As they leave Greenland, the birds head south alongside western Europe and northwestern Africa, and then split into two groups. The alternating routes take the creatures either alongside the rest of the African coastline, and then across the Indian and Antarctic Oceans to their destination, or across the Atlantic, and then over Brazil and South America, to the same location. In total, they traveled some 70,900 kilometers this year, putting to shame all other migratory birds. They leave the island in August or September, and return home in May or June. In the mean time, they spend five to six months in the Weddell Sea, on the shores of Antarctica.

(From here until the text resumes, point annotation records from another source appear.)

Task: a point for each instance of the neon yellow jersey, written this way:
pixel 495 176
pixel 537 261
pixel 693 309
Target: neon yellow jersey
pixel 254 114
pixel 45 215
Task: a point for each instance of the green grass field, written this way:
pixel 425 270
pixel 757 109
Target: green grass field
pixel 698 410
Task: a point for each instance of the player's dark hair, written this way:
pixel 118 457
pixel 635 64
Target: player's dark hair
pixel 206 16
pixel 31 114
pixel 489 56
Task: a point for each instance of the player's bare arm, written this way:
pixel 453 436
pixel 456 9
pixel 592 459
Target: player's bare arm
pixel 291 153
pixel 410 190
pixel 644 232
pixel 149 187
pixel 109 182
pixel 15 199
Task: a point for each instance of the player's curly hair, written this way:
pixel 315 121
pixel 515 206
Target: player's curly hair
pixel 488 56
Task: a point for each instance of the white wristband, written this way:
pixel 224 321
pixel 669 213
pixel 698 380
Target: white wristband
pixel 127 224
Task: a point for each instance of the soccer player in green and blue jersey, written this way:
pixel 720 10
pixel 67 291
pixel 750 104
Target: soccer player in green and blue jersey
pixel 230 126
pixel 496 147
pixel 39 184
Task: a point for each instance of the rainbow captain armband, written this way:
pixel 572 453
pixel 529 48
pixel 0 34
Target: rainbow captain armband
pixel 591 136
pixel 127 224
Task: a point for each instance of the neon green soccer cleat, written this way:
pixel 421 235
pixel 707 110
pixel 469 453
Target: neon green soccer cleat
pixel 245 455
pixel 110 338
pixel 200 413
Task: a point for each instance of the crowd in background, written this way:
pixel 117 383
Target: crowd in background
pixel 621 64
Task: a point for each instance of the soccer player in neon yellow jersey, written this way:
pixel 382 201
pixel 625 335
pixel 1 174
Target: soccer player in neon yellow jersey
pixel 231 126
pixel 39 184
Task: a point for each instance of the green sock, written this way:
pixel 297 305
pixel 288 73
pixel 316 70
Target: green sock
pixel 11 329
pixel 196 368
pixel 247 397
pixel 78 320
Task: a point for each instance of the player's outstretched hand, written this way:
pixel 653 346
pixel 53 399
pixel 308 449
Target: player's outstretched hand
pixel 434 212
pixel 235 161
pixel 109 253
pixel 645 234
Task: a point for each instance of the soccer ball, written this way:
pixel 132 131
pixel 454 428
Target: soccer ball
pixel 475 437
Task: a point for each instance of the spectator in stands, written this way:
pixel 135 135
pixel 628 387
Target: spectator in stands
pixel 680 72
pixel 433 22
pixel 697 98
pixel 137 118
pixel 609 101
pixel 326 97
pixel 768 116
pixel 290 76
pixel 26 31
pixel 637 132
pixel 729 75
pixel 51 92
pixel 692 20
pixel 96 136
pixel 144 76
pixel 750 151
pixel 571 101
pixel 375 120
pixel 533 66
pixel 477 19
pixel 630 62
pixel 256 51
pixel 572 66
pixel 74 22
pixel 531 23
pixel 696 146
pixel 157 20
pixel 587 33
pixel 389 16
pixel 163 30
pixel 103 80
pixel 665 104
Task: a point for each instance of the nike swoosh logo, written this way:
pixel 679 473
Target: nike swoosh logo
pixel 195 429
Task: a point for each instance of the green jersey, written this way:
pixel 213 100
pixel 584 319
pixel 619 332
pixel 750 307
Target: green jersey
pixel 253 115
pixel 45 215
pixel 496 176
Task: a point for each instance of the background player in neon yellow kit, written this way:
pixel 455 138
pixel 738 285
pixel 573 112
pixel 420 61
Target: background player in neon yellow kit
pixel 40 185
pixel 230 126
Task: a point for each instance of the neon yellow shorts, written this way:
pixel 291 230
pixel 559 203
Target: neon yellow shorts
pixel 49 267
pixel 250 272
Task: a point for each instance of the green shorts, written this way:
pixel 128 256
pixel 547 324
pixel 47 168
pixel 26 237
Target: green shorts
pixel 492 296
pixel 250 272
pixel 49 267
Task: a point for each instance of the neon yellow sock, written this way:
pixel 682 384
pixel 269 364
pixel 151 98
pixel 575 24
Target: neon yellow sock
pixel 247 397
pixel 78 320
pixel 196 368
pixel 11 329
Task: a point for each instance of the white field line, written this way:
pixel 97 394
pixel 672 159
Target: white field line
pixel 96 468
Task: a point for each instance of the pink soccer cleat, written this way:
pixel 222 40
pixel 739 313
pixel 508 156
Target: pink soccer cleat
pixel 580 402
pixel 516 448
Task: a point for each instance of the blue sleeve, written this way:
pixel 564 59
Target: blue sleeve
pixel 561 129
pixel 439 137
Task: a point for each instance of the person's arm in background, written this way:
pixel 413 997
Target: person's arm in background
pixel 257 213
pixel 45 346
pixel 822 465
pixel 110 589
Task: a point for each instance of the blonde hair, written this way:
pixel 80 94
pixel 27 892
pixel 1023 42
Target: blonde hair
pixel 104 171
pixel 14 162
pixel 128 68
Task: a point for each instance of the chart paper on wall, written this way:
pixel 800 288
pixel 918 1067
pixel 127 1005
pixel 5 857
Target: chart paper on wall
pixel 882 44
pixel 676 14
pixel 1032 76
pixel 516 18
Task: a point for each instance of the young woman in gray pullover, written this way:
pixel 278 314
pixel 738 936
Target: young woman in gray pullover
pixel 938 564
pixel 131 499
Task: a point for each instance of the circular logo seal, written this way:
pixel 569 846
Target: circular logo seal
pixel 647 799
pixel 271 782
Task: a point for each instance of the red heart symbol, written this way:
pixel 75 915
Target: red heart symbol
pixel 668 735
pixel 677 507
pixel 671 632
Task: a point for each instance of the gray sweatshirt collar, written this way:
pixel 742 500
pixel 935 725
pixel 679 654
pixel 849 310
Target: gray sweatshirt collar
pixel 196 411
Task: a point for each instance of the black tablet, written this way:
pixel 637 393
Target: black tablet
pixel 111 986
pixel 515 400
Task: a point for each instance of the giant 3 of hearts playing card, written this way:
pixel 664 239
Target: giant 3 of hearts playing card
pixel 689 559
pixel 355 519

“From ringing, we knew where the Arctic tern traveled. The new thing is that we've now been able to track the bird during a full year of migration, all the way from the breeding grounds to the wintering grounds and back again,” explains Greenland Institute of Natural Resources expert Carsten Egevang. Scientists from Greenland, Denmark, the United States, United Kingdom, and Iceland were involved in the study. The investigators attached small translocators (GPS devices) to the Arctic ferns, and were thus able to track the birds' journey across the planet.

“The use of these devices on seabirds is not only revolutionizing our understanding of migration patterns, but the resulting data on distribution also help address the requirement to identify important biological hotspots,” says British Antarctic Survey expert Richard Phillips. The study appears in the latest issue of the respected scientific journal Proceedings of the National Academy of Sciences (PNAS).